Highland Park 25 yo 1988/2013 (55.7%, Cadenhead, small batch, sherry butts, 1086 bottles) Five stars
From the much talked-about new 'black' series by Mark Watt. Elegantly old school, squat bottle, black label and even this legendary very 'Cadenhead' mention: "matured in oak" (they ran out of cedarwood, I imagine). Even the round logo and the gold hint at HP's old official labels, but that wasn't done of purpose of course as the whole series has it.
Nose: a big, phat, slightly flinty and smoky sherry at first nosing, with quite a lot of coffee to match the robe. It's almost as old-school as the packaging! Goes on with roasted chestnuts, pecan pie straight from the oven and maybe touches of bacon and big black raisins, say Corinthians. A timeless nose so far.
With water: classic figs, raisins, dates and other dried fruits. Perfect.

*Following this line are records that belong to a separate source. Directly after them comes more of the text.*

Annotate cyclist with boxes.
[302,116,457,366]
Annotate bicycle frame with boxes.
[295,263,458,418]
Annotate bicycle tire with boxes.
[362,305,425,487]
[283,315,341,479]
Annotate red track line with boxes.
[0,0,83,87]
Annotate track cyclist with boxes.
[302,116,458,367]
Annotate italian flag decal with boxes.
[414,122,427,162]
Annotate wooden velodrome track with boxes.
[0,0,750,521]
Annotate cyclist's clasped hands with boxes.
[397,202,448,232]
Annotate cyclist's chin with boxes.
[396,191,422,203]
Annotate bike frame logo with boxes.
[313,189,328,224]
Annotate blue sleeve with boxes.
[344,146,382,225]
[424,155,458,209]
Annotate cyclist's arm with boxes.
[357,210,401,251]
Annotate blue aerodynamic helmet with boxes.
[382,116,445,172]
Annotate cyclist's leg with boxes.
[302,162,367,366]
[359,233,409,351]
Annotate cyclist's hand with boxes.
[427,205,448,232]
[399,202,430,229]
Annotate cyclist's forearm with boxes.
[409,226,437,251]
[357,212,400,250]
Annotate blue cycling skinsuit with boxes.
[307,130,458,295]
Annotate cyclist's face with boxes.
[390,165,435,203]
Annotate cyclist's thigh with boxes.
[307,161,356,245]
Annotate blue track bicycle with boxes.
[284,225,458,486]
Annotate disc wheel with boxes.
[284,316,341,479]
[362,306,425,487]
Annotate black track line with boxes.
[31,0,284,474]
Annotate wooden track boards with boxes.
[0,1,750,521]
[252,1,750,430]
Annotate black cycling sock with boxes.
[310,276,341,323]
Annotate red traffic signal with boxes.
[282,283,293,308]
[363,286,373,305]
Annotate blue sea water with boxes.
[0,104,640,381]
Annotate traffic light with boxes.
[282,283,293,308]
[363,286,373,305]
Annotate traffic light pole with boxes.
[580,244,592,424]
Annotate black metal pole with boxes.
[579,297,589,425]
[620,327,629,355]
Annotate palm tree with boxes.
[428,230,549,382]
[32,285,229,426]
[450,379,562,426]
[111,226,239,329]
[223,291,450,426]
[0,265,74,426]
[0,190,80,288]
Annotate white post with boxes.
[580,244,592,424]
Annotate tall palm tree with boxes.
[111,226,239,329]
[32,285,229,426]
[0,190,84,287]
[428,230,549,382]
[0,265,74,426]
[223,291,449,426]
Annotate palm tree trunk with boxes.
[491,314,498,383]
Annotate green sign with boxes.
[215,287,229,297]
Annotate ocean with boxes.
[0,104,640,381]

Mouth (neat): heavy, big, not pungent though, quite smoky again and rather perfectly leathery as well as slightly sappy/resinous. Also cloves and cumin plus black pepper, chestnut honey (big time! it's a very powerful honey if you don't know it) and then the very classic fruitcake and raisins notes. Big stuff indeed.
With water: perfect again, there's even a nice grapey touch (and prunes) that makes you think of some good old armagnac. A lovely honey too as well as quite some caramelised peanuts - that part never stops growing.
Finish: very long and it would remain clean and tidy. The coffee returns in the aftertaste, and so does the armagnac.
Comments: wham! This could have been bottled for Silvano Samaroli, Eduardo Giaccone or Nadi Fiori thirty years ago. Honest.